Blursday Blues
The virus has created its own clock, and in coronatime, there is less demarcation between a day and a week, a weekday and a weekend, the morning and night, the present and the recent past.
—Arielle Pardes, Wired
If a week is a unit of listlessness, I am a centenarian Black man— longest living through a mouthful of flames hawked into CNN headquarters. We scarcely singe our intended audience. The camerawoman twists her lens, zooms in. White folks notice their reflections— cracked or unkind. As if, spotlit by a giant magnifying monocle into a parallel past. Some of them liked it there, called it a shade tree to retire under. Some of them blacked out LinkedIn. Some of everyone saw the inside of our deflated lung. Saw alternate versions of themselves die poorly, via video recording or digital archive. Americans saw themselves, suddenly, without.
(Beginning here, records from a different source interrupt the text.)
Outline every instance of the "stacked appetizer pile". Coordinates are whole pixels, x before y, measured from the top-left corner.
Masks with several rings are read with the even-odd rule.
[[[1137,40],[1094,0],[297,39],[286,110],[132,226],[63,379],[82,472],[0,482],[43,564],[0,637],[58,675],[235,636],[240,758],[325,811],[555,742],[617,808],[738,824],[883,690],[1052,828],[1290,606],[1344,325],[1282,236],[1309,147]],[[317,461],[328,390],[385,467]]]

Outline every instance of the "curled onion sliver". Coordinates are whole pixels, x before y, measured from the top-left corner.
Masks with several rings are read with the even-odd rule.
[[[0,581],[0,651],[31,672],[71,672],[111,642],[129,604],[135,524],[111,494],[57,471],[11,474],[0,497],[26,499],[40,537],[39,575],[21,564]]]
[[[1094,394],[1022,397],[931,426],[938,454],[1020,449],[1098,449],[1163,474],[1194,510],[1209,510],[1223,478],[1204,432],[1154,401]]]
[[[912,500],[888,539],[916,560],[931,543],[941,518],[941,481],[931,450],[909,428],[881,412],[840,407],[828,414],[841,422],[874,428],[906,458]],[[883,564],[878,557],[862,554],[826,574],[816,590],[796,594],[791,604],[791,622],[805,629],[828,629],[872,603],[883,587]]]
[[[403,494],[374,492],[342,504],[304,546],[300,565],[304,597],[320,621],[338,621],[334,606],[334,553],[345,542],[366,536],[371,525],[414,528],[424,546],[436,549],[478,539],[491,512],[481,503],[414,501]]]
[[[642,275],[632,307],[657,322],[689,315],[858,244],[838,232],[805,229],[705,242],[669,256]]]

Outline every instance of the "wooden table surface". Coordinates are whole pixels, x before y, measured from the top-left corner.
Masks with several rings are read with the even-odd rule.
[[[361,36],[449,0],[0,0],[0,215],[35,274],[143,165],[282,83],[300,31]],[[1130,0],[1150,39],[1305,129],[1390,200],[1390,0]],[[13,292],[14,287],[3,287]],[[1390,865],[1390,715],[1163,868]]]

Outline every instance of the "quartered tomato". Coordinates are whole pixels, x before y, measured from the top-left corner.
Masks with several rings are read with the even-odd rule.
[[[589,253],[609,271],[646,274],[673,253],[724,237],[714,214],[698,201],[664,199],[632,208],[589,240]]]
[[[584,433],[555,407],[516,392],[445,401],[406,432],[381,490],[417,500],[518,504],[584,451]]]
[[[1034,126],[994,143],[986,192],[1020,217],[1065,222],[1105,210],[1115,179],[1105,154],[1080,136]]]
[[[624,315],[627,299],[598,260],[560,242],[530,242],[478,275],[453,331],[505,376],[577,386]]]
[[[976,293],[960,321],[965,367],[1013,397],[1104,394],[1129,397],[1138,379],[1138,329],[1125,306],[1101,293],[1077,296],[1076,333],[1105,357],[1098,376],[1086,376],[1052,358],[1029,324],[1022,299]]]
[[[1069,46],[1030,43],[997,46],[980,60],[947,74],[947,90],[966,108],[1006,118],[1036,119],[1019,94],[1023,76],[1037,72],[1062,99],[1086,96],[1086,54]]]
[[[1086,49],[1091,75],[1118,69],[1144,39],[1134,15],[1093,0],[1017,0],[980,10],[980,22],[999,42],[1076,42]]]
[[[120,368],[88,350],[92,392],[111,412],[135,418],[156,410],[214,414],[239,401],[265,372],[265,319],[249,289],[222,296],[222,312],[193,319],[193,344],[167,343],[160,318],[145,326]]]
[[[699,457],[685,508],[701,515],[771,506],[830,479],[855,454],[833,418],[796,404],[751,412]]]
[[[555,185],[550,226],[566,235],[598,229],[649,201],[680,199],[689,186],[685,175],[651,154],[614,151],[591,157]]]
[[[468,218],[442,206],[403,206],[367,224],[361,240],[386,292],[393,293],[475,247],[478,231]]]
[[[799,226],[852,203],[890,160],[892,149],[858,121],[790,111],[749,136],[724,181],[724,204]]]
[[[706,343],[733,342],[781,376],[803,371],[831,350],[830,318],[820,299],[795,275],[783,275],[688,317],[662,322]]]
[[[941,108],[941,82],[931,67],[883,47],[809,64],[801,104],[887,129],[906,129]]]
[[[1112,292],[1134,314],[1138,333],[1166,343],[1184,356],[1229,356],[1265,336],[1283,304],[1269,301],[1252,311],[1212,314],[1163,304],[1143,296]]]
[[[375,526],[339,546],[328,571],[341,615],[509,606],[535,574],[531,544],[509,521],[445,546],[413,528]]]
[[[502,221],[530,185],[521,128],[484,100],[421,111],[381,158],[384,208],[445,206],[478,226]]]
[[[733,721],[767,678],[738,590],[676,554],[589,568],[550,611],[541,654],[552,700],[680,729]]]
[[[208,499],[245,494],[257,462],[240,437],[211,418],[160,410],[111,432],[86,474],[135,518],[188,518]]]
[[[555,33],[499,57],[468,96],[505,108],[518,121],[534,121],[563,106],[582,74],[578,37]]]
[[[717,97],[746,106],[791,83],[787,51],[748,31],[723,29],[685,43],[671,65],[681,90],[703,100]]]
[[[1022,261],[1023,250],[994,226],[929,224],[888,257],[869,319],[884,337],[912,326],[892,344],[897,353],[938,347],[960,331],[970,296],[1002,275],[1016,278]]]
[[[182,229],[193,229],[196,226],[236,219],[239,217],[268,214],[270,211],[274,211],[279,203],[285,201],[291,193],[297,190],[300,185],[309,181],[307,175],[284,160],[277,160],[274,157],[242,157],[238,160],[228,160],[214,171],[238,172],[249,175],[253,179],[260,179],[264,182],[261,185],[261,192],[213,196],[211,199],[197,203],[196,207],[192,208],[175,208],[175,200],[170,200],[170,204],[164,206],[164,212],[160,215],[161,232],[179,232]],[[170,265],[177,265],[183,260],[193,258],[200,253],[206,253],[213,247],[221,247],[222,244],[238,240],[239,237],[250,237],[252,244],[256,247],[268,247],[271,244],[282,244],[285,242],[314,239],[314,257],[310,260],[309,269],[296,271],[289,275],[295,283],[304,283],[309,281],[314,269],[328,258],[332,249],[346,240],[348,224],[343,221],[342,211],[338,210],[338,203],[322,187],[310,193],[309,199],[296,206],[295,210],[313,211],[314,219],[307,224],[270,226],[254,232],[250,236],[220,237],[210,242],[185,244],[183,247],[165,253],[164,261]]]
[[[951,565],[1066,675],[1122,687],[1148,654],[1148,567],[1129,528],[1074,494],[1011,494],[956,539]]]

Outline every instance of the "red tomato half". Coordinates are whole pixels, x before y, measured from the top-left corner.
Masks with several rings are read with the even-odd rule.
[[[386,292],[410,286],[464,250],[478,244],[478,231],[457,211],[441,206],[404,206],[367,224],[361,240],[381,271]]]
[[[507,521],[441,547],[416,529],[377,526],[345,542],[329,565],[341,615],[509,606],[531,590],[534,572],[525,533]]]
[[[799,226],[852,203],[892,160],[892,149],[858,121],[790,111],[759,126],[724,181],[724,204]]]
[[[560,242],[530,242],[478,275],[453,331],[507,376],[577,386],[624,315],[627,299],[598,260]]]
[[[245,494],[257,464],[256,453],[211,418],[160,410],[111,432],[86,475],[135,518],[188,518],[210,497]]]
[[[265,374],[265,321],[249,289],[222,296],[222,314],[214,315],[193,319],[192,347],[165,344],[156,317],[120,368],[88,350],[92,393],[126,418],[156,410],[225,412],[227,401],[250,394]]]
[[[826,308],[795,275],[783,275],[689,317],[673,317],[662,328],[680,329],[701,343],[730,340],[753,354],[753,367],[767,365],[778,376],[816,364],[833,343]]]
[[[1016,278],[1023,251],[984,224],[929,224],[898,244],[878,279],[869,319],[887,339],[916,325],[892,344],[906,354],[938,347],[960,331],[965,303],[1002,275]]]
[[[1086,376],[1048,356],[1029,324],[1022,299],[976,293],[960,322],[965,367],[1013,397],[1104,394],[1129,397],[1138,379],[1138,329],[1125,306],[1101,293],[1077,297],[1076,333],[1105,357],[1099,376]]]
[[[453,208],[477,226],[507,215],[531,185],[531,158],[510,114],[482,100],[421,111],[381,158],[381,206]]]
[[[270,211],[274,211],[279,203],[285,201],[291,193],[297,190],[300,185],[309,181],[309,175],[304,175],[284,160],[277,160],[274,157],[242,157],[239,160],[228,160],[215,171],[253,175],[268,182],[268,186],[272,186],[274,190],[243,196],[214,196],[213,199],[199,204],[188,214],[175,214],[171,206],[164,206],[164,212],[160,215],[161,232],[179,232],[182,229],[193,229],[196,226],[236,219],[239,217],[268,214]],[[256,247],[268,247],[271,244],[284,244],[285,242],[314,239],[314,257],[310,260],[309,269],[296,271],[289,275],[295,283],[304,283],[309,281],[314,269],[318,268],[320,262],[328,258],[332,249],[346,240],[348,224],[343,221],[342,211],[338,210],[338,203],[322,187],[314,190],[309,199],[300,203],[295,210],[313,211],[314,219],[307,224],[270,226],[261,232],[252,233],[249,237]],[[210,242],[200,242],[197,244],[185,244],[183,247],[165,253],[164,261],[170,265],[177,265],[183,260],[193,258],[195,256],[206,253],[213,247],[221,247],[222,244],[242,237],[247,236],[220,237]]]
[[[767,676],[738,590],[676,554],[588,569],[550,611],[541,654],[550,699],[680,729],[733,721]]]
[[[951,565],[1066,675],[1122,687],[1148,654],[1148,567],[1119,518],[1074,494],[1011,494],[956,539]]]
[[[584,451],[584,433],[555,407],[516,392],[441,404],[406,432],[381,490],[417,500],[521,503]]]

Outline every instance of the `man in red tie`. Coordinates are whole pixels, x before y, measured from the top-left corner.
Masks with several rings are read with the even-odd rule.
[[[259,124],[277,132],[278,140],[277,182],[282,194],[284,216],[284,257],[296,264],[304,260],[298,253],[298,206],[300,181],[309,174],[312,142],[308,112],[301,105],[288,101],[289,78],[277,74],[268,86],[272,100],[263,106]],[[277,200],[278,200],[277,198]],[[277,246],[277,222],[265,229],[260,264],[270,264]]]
Unemployed or bored. Watched purple-black sore after sore, newly snatched from a never-ending wound I refuse to undress, for fear of further injury. When the fire up & seized me, I had high blood pressure. A history of asthma. My days an antique carousel on the blink. Wincing up & down. Eyeless ponies. Dusty bulbs. I framed my phone inside an L between thumb & middle digit. Indexed a scroll of crisscrossed ankles, wrists, brown paper dolls intertwined by headlines, ending in a campaign ad. My inbox rang like a siren. became a badge of solidarity. Garlic against unseemly appearances.